A $2.8 million bounty was placed on Salman Rushdie’s head

New Delhi. Iran’s then Supreme Leader Ayatollah Khomeini issued a fatwa for Salman Rushdie’s 1988 novel The Satanic Verses. On Friday, 33 years after the fatwa was issued, Salman Rushdie was attacked with a knife. His agent said that writer Rushdie was on a ventilator after surgery. It is feared that he has lost one eye and his liver has been badly damaged by the knife attack.

In a fatwa, Khomeini appealed to the Muslims of the world to eliminate the authors and publishers of The Satanic Verses at the earliest, so that no one else dares to hurt the sacred values ​​of Islam. A $2.8 million bounty was placed on Rushdie’s head. Khomeini said that whoever is killed in an attempt to execute the death penalty should be considered a martyr and he will find heaven. This fatwa changed Rushdie’s life forever. Over the next 13 years, Rushdie adopted the pseudonym Joseph Anton and moved 56 times in the first 6 months.

However, Rushdie is not the only victim of this fatwa. Hitoshi Igarashi, who translated “The Satanic Verses” into Japanese, was stabbed to death in 1999 in a building on the Tsukuba University campus in northeastern Tokyo.

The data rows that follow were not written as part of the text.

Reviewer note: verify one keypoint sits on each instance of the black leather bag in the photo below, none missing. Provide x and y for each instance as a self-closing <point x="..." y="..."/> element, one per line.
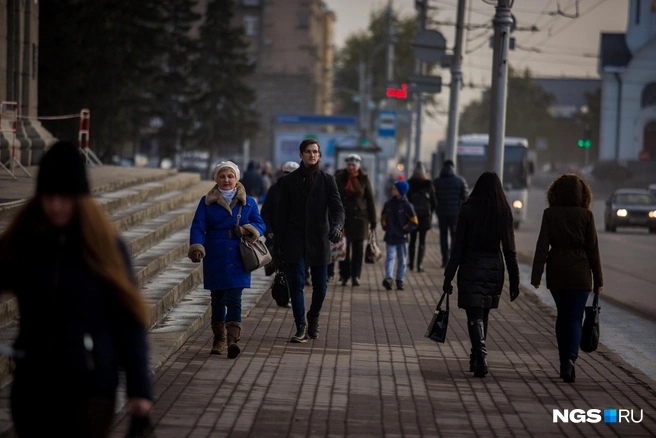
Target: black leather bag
<point x="280" y="289"/>
<point x="440" y="322"/>
<point x="590" y="335"/>
<point x="372" y="253"/>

Police said that he had deep stab wounds on his body. Ettore Capriolo, who translated The Satanic Verses into Italian, was attacked in his Milan apartment. However, he survived the attack, while William Nygaard, the Norwegian publisher of the novel, was shot three times in October 1993. Nygaard was left dead outside his home in Oslo. He had to spend months in the hospital to recover.

However, during an effort to restore diplomatic relations with Britain in 1998, Iranian leader Mohammad Khatami stated that Iran neither supported nor would stand in the way of any attempt to assassinate Rushdie. However, nearly a decade later, Iran’s state-run news agency said the fatwa was still in effect and that the reward for Rushdie’s murder had risen to more than $3 million.